The company highlights that it uses the price to: • “Understand the influence of carbon pricing on the economies and viability of Harmony’s business • Adapt to the effects of a changing climate • Drive investment in emission reduction projects • Reduce risks and identify opportunities • Ensure the long term sustainability of the business in the green economy • Position itself for the potential impacts of climate change”

Additionally, Harmony discloses that the effects of climate change pose potential risks for Harmony's operations, particularly in terms of potential water shortages. This has also influenced the company's strategy in this area, leading to investments and technical changes that maximize recovery of water for re-use in some of it major mines, for example. In 2015, Harmony invested in 12 energy and water management projects, and has 19 ongoing projects that it reports will help save 64,040 MWh per year. It further reports that the 17 energy efficiency projects planned for 2016 will save 82,301 MWh per year. It plans to utilize the internal price on carbon to help create the investment case for these projects and will be able to report on the success of this strategy in future disclosures.

Royal DSM, a Dutch multinational company active in health, nutrition and materials, reports that it has “recognized climate change as a societal megatrend for over a decade”. Reflecting this, it highlights that it has embedded in the core of its business strategy the objectives of reducingits own carbon footprint and creating an enabling environment for its low-carbon products.In 2016, Royal DSM reported a new target to improve its greenhouse gas efficiency by 45% by 2025 from 2008 levels.

Royal DSM uses an internal price of carbon with a value of 50 euros per metric ton, exceeding the price in the European Union Emissions Trading Scheme (EU ETS), which it trades in.

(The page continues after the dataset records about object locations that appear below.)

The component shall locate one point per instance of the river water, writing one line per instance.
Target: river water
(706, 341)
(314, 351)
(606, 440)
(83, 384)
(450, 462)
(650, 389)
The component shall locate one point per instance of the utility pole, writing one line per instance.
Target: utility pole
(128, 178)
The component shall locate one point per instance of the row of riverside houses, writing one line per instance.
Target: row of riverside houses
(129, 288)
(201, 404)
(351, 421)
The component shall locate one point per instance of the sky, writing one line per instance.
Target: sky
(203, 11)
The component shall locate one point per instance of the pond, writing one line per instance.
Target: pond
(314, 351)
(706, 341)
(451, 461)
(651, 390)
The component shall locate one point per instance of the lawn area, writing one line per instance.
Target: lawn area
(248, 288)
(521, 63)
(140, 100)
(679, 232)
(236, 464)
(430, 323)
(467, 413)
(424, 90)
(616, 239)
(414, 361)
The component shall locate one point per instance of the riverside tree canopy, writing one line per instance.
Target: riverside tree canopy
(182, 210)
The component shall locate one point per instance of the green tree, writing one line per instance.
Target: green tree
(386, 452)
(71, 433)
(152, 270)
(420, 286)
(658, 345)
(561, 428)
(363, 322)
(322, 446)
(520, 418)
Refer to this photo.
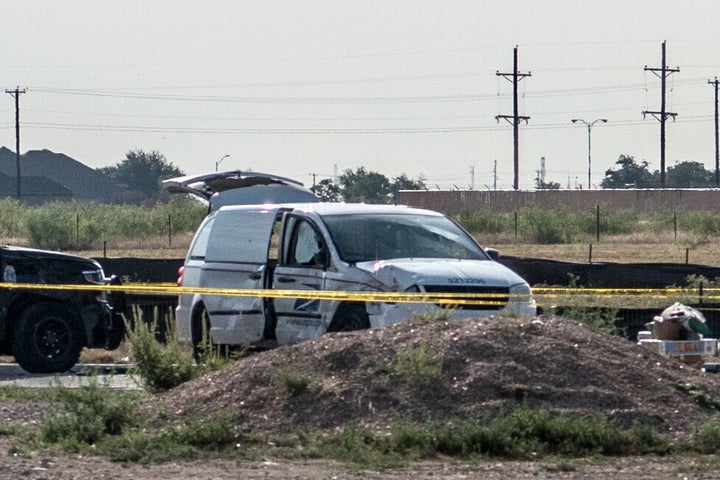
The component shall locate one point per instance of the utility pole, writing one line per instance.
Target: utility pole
(717, 137)
(662, 73)
(16, 94)
(515, 118)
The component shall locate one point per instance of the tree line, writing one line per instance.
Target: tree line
(628, 173)
(143, 172)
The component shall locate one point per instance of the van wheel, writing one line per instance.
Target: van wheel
(203, 346)
(47, 339)
(349, 317)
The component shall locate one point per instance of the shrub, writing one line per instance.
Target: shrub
(417, 363)
(85, 415)
(159, 366)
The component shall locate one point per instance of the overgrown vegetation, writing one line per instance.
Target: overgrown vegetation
(161, 366)
(79, 226)
(83, 225)
(416, 363)
(95, 419)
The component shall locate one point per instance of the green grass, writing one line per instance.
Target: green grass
(98, 420)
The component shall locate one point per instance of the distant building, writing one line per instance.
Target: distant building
(47, 176)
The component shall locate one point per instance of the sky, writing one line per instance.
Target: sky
(309, 89)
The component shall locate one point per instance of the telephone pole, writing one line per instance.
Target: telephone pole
(515, 118)
(662, 73)
(717, 136)
(16, 94)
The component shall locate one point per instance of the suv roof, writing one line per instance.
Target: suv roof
(238, 187)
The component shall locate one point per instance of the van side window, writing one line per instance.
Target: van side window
(274, 248)
(305, 246)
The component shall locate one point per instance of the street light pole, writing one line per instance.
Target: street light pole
(217, 164)
(589, 126)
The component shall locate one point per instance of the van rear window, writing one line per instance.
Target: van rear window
(369, 237)
(199, 246)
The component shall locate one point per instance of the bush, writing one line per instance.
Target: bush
(159, 366)
(86, 415)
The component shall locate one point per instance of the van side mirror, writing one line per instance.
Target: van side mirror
(493, 253)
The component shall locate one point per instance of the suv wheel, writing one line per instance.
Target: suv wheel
(47, 339)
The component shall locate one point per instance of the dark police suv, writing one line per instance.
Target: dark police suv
(46, 329)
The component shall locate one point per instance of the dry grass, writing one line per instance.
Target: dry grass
(643, 248)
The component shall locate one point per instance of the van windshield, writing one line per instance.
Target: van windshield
(367, 237)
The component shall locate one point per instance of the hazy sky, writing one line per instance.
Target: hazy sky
(312, 87)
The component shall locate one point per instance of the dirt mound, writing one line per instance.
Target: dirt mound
(488, 365)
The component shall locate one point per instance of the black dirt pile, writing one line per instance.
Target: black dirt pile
(488, 365)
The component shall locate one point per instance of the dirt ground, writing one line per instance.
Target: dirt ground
(488, 365)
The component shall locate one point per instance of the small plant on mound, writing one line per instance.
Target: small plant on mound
(707, 438)
(290, 381)
(524, 433)
(415, 363)
(86, 415)
(159, 366)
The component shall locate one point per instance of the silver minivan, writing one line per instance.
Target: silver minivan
(332, 247)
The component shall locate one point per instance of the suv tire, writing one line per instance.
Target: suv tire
(47, 339)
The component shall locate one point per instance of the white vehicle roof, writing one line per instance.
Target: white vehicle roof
(238, 187)
(338, 208)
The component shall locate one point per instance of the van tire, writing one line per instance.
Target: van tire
(203, 346)
(350, 317)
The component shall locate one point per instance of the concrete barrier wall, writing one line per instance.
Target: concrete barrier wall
(645, 200)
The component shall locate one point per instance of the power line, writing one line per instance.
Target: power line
(662, 73)
(516, 118)
(16, 94)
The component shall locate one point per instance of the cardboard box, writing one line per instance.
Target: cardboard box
(673, 348)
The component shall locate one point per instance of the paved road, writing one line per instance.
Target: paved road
(114, 376)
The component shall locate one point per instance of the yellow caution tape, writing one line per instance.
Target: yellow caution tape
(543, 295)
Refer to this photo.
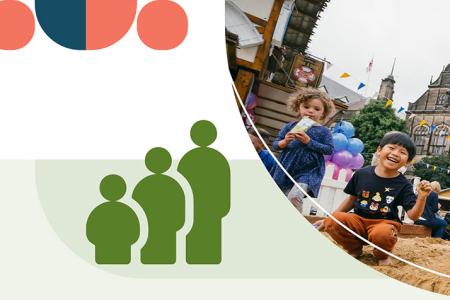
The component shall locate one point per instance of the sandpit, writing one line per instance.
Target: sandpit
(428, 252)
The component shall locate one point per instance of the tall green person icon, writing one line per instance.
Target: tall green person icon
(208, 173)
(112, 226)
(162, 199)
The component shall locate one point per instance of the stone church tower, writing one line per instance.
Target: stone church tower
(433, 107)
(387, 86)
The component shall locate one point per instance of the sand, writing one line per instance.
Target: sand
(428, 252)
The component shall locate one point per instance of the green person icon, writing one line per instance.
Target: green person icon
(208, 174)
(112, 226)
(162, 199)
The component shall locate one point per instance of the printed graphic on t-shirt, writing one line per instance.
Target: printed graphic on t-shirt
(389, 199)
(377, 197)
(374, 206)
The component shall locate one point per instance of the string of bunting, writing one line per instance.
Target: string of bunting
(433, 167)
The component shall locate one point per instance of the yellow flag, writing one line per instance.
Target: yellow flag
(423, 122)
(388, 103)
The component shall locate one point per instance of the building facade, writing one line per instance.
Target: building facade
(431, 138)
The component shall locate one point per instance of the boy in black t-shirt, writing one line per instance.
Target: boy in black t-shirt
(374, 194)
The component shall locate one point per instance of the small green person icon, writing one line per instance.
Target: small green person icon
(112, 226)
(162, 199)
(208, 174)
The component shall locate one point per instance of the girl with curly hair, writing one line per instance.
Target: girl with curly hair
(302, 152)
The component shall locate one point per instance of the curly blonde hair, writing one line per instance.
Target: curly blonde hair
(304, 95)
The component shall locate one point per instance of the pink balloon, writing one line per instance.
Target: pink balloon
(342, 158)
(348, 174)
(336, 172)
(356, 161)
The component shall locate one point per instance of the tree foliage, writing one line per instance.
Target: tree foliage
(434, 168)
(372, 123)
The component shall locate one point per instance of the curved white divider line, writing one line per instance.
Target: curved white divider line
(319, 206)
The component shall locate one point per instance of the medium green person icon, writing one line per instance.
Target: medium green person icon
(112, 226)
(162, 200)
(208, 173)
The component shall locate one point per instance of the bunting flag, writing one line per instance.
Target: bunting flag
(369, 67)
(423, 122)
(388, 103)
(433, 167)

The company reported that it set this price for use in the valuation of large investment projects so the financial impact of GHG emissions could be accounted for:

“In order to encourage investments in low-carbon or carbon free technologies, the Executive Committee decided to include the financial impact of GHG emissions (scopes 1 and 2) through internal carbon pricing in the valuations of large investment projects from 2016 onwards. This also serves to prepare Royal DSM for the financial impact of an external carbon price, which is one of the elements of the comprehensive climate deal that was struck in Paris in December 2015 during COP21. For each large investment proposal, two business cases have to be presented. One without and one with an internal carbon price of 50 €/t CO2e.”

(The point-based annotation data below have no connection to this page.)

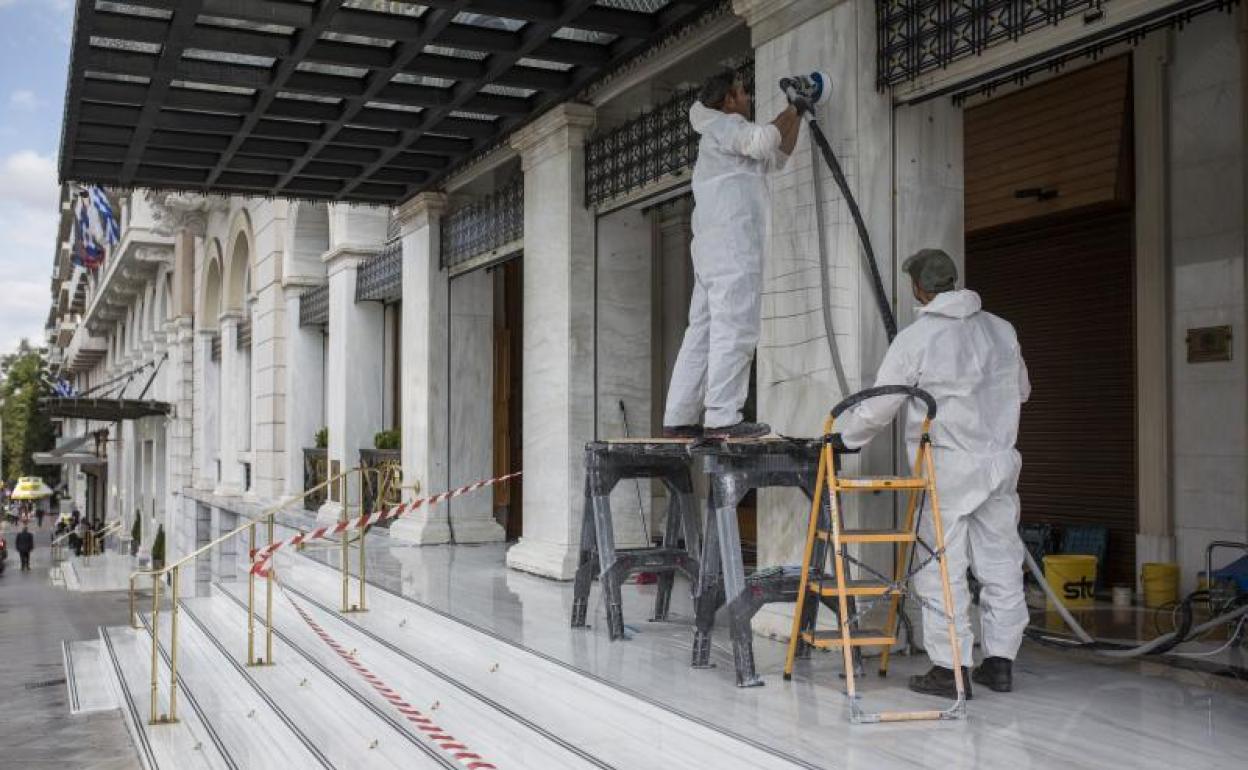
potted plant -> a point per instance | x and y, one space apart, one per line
388 439
159 548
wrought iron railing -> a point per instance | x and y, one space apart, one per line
315 306
381 278
484 225
316 471
653 146
917 36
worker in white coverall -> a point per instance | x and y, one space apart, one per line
970 362
729 224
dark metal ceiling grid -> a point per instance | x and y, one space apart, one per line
348 100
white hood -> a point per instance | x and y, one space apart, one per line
961 303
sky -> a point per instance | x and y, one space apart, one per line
34 60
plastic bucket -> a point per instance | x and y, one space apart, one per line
1158 582
1072 578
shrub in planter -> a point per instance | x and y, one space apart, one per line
388 439
159 548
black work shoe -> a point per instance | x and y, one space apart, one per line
741 429
682 432
996 674
939 680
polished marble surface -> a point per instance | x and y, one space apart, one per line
1066 711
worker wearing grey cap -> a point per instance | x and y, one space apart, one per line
969 360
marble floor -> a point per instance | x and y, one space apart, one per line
1066 710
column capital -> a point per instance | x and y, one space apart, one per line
563 127
769 19
419 210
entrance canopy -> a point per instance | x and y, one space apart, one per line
105 409
345 100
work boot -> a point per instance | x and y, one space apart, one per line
996 674
692 432
741 429
939 680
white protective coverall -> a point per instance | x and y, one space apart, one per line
969 360
729 224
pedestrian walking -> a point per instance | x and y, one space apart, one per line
25 544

According to Geraldine Matchett, Royal DSM’s Chief Financial Officer and Member of the Managing Board,"the main benefit is to embed the consideration of a price on carbon into the general conversation in a very systematic way within the company; that it becomes a part of our language in the same way we would talk about any other embedded costs within our projects."

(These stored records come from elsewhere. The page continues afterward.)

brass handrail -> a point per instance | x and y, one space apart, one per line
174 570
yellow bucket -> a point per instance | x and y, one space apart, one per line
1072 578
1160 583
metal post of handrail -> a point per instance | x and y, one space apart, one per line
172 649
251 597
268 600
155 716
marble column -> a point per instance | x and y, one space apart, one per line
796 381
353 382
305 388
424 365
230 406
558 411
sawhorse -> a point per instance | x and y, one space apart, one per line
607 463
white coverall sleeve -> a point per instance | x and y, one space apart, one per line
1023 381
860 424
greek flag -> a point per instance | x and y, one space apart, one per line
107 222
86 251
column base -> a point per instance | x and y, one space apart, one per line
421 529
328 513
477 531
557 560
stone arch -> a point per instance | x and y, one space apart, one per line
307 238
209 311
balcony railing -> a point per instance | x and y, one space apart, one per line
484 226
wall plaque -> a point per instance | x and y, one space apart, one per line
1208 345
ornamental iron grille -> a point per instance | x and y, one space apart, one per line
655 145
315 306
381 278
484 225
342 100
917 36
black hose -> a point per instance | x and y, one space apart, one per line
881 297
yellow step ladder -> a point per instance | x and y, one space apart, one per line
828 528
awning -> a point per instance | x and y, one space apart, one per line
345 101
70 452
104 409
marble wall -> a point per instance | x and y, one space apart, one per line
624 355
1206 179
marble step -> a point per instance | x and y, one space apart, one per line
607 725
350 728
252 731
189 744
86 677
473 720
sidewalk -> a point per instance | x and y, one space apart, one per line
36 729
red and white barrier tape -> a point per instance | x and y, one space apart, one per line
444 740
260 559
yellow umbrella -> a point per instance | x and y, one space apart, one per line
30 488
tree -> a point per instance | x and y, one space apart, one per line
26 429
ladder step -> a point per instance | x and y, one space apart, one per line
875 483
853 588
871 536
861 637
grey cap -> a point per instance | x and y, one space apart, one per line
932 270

The company notes that in the early phase of using the price,it was added to projects already underway to reveal how decisions could have been impacted by an internal price. Since the full implementation of this corporate directive in 2016, Royal DSM has observed the advantage of being able to embed sustainability considerations more effectively at an early point in the design stage of projects, when fundamental decisions that positively contribute to the company’s climate change objectives can be readily made. The company’s preliminary observation is that the internal carbon price is being used during conceptual engineering to evaluate and select different engineering options.In coming years, Royal DSM discloses that it will undertake an evaluation of the impact of its internal price on carbon on the company’s low-carbon investment decisions, and its climate change and business objectives.